Ann Hathaway’s cottage was a mile walk out of town and was probably the most interesting – possibly because there was a guide in every room telling you about the house rather than you straining to read a sign on the other side of the room. Ann was Shakespeare’s wife. Her family was quite well off from fruit trees and sold wool from the sheep they kept. The house still had
the bench where the couple were believed to have courted under supervision. He was 18 and she 26 and 3 months pregnant when they were married. I don’t know that the love in the marriage lasted long though as he disappeared off to London for a number of years and in his will left her his second best bed! We learnt the origins of a few more sayings here. ‘A square meal’ was due to the square wooden plates people had. You had one plate your whole life and when not in use it was stored on the shelf. If a lady hadn’t left home to marry, her plate remained and she was still ‘on the shelf.’ Another piece of useless but interesting information – to clean a chimney in the 16th century – tie a rope to a chicken and lower it down the chimney, it flaps it wings the whole way down and presto – your chimney is clean.(and you might even have a dead chicken to cook for dinner!)
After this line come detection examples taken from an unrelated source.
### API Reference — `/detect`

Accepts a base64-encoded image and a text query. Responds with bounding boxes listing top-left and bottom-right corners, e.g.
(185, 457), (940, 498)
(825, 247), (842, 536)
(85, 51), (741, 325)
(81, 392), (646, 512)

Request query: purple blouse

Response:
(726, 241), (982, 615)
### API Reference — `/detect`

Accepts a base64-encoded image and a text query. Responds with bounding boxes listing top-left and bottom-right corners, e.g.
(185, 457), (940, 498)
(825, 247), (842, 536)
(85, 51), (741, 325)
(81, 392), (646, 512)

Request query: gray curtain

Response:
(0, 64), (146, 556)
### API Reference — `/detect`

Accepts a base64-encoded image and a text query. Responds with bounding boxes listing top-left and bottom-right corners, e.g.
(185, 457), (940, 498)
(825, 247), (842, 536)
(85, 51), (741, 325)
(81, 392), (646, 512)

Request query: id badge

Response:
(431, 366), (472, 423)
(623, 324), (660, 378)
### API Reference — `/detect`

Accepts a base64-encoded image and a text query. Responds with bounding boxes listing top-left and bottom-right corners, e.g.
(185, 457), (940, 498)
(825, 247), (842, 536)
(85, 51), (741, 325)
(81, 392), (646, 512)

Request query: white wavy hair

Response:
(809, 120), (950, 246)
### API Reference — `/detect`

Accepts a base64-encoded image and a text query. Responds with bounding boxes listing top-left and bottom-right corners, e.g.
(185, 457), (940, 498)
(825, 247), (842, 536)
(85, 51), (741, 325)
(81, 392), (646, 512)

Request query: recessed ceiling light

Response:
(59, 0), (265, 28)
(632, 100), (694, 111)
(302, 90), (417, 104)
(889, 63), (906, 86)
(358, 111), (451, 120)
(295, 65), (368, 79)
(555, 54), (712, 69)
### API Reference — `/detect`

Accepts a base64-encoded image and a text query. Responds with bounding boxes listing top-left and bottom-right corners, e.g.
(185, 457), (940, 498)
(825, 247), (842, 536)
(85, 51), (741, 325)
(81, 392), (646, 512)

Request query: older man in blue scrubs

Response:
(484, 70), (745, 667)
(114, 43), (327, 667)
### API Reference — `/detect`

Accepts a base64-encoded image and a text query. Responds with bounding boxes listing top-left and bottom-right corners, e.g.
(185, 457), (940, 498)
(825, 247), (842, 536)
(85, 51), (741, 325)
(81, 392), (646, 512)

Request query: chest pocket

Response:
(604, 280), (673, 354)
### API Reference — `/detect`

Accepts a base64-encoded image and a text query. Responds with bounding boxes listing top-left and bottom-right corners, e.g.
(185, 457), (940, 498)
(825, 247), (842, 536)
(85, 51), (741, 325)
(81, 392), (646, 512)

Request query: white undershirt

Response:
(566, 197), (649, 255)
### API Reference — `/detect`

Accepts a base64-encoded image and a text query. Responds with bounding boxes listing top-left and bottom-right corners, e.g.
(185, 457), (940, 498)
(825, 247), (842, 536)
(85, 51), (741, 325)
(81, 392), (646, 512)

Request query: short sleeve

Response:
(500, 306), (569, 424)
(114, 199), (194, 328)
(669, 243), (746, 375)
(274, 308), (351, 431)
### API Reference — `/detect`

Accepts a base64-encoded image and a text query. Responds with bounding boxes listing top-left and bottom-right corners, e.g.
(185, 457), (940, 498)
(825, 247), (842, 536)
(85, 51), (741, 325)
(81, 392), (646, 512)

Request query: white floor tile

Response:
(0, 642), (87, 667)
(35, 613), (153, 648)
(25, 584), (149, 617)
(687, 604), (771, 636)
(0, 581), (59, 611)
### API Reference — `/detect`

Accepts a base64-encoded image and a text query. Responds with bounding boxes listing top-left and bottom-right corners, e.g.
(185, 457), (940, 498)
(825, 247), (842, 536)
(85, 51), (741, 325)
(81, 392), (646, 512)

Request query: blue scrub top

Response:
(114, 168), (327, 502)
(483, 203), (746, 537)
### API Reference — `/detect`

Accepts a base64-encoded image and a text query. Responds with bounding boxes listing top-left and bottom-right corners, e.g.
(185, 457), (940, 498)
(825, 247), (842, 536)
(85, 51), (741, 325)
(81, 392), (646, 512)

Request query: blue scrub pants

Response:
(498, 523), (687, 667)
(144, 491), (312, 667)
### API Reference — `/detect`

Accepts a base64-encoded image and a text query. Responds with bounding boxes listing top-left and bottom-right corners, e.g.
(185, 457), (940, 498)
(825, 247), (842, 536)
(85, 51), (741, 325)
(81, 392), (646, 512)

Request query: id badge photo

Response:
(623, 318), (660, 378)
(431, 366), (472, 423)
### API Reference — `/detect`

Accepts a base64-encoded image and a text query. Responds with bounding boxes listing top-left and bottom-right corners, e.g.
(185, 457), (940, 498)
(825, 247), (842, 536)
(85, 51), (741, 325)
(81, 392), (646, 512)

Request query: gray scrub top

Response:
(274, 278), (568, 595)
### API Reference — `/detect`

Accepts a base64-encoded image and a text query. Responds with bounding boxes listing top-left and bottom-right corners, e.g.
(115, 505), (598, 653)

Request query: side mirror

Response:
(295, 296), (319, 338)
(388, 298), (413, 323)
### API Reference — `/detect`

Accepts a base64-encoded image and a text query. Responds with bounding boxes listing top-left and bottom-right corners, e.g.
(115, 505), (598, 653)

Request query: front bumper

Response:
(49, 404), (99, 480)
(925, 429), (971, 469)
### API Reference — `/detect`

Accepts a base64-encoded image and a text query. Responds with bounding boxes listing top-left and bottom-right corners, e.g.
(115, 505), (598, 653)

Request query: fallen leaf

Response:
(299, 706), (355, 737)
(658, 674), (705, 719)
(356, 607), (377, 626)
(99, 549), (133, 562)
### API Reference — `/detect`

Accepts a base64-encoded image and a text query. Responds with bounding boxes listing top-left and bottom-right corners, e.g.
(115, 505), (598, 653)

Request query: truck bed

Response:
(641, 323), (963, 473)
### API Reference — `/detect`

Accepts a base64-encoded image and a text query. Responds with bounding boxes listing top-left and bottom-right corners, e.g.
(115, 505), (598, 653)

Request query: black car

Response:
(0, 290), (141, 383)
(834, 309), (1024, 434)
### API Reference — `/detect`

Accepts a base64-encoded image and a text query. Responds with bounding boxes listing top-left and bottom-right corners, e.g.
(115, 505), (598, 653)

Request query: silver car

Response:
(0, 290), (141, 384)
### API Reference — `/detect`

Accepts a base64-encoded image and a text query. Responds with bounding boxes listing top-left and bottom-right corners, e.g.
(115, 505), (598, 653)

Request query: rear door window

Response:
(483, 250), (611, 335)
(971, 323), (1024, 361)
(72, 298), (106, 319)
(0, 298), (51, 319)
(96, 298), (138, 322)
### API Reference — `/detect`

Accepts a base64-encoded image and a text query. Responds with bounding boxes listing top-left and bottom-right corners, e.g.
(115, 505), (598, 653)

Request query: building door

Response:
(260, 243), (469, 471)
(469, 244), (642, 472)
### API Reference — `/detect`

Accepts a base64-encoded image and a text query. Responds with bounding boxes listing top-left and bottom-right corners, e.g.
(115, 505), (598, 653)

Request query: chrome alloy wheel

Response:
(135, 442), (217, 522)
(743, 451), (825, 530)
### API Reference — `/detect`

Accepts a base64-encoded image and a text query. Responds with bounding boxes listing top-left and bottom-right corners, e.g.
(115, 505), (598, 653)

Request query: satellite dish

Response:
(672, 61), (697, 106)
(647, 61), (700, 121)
Not really feeling up to a 5 mile walk to the farm at Mary Ardens, we tried unsuccessfully to find some means of getting there. So I didn’t get to visit the house of Shakespeare’s mother and Jacinda and I’s genealogical claim to fame (my maiden name is Ardern). So instead we thought we’d get some dinner and visit the oldest pub in Statford- the building dating back to the 16th century – but curiously it had the identical menu to yesterday’s Dirty Duck so we went to Subway instead.
Getting home involved a lot of waiting at train stations so to anybody wanting to do the same weekend agenda as us – stay in Stratford! Otherwise, it was a very informative and enjoyable weekend.